There is a hole in American politics, a hole formerly filled by the honest liberals of the past, whose party has abandoned them, and many of whose policies can more readily be seen in the Republican party and its candidate for the presidency in 2016. And there are other ways that Donald Trump more clearly has adopted the honorable liberalism of the past and departed from some of today’s Republican policies.

Yesterday’s Democrats were strong nationalists, and would have had little use for open-borders conservatives who are indifferent to the costs imposed by our idiotic immigration policies. They were also religious, and would have been horrified to learn that today’s Democratic party makes faithful Catholics feel unwanted. That’s what they thought Republicans did! They wouldn’t have compromised with Randism or a heartless libertarianism, which would have seemed like nasty and alien religions to them. They knew, as Trump does, that the welfare state is here to stay and that we don’t want to see sick people die on the streets.
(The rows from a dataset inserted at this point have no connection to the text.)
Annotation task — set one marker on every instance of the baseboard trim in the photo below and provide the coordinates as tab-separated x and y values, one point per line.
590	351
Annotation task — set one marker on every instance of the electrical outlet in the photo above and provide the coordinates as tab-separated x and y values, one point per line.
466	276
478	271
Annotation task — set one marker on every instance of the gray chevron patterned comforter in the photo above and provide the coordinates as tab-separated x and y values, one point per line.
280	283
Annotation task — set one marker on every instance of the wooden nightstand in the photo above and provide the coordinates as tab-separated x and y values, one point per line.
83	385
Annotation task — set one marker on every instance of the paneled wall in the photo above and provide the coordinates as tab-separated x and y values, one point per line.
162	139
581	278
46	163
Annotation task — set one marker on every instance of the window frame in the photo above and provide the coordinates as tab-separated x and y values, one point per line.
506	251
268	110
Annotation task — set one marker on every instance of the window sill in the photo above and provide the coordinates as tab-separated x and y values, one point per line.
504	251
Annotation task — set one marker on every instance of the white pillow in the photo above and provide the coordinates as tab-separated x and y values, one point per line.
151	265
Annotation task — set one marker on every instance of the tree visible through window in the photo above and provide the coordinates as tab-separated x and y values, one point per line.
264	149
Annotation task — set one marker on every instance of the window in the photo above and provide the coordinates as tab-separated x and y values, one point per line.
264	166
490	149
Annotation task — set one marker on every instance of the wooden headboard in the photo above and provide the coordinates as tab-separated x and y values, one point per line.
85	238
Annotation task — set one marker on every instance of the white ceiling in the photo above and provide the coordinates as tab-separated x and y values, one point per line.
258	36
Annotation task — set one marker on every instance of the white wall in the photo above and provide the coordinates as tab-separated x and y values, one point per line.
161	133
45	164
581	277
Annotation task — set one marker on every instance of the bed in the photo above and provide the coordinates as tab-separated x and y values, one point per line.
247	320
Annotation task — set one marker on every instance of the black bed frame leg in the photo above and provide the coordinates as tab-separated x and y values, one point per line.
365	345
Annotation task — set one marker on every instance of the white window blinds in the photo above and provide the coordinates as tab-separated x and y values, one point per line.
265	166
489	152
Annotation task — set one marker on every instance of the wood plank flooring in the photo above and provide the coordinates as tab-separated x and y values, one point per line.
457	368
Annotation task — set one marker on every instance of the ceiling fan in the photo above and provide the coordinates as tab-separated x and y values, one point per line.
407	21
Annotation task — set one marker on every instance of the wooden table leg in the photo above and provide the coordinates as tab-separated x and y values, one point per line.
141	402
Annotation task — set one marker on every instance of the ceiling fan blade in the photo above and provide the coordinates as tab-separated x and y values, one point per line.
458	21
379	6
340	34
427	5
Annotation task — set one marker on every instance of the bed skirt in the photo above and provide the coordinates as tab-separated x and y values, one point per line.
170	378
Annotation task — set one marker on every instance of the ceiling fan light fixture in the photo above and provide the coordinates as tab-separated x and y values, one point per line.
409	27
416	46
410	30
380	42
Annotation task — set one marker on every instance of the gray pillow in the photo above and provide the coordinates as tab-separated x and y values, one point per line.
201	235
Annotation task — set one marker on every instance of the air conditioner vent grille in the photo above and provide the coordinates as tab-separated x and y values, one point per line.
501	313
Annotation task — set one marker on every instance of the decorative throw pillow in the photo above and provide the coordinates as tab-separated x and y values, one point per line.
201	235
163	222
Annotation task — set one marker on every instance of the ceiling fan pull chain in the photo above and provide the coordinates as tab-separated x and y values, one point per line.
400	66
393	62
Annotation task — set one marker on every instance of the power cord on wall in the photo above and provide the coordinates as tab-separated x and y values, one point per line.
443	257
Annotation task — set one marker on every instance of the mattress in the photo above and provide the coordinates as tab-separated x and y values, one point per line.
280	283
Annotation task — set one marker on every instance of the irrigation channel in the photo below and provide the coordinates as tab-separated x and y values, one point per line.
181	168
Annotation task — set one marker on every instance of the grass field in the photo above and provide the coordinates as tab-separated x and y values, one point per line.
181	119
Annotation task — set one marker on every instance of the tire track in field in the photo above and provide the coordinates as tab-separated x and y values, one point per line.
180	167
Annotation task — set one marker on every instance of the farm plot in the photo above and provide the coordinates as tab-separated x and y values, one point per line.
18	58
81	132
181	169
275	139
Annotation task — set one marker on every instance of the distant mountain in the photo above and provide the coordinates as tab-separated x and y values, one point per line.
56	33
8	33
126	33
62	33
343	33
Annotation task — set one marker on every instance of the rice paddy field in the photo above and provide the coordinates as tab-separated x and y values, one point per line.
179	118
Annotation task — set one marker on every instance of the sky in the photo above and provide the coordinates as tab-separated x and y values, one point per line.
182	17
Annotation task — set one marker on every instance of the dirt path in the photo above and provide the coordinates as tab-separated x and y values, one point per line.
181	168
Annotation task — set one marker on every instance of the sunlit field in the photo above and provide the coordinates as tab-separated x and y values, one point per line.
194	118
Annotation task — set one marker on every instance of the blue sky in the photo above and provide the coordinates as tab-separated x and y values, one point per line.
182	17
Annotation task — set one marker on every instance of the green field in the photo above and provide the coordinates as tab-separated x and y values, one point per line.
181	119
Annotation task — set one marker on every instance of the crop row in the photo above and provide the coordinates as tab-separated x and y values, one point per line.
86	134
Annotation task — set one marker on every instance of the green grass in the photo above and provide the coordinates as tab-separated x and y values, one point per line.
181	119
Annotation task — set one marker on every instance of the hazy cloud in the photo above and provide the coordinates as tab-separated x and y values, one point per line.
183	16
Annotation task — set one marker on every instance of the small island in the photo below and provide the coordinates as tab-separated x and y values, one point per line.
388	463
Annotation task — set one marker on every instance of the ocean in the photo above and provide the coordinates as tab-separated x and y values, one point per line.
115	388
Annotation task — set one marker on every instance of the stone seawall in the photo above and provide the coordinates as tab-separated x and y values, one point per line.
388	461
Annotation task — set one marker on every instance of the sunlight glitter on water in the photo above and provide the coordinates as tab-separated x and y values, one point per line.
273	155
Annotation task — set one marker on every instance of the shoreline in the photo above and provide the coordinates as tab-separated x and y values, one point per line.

#related#They believed in the American Dream, the idea that whoever you were, wherever you came from, this was the country where you could get ahead. They would be shocked to learn how we’ve become economically immobile, how today most parents feel, with reason, that their children will not have it as good as they did. And if we told them that some conservative thinkers don’t much care about economic mobility and mock the 47 percent of takers as oxy-sniffing invertebrates, they’d have said, “What do you expect from conservatives?”

Yesterday’s liberals were people who stood up for what was right, who did great things, whose errors (e.g. the Great Society) were mistakes of the mind and not the heart. Mostly, I miss their faith in the future, their exhilarating belief in the country’s greatness, so often absent in the Republican party of today — with the singular exception of its candidate for the presidency.

“Their arms were outstretched in love for the farther shore.”